Since I drove to Redmond, obviously I had to drove back to Bloomington. This time I really wanted to go and visit Grand Canyon and Arches National Park. So we had to go south and then head east.

Summary

Total Distance : 3544 miles (including drive within Grand Canyon and Arches National Park)

Time: 8 days (with total driving time of about 45hrs)

Fuel Consumption :

Total Gallons : 122.754

Average Gas Price $2.705507 (lowest in Denver,CO $2.49, highest in Mexican Hat, UT $2.94)

Maximum Speed : 80mph + allowance (which I’m not gonna mention here ;) )

Driving Experience :

Best area to drive : Highway 89 from Kanab, UT to Page, AZ. Again this was just like driving as in Need-for-Speed III with the same scenes and narrow and winding roads through canyons.

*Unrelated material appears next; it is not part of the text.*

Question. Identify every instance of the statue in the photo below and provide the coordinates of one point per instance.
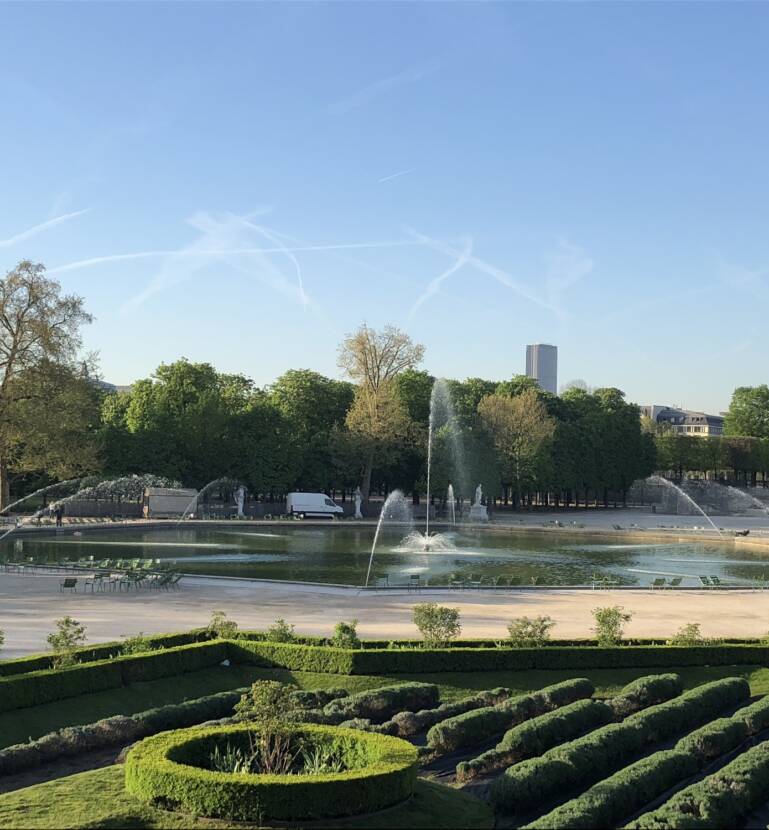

Worst area to drive : From Cuba City, AZ to Mexican Hat, UT through Monument Valley. I was driving in the dark night at 70mph with lots of "Cows open range" and " Deer Crossing" signs. No one was driving on the same direction and it was only me.

Places visited : Shoshone Falls, Lake Powell, Grand Canyon, Arches National Park, Mexican Hat, Botanical Garden in St. Louis, MO.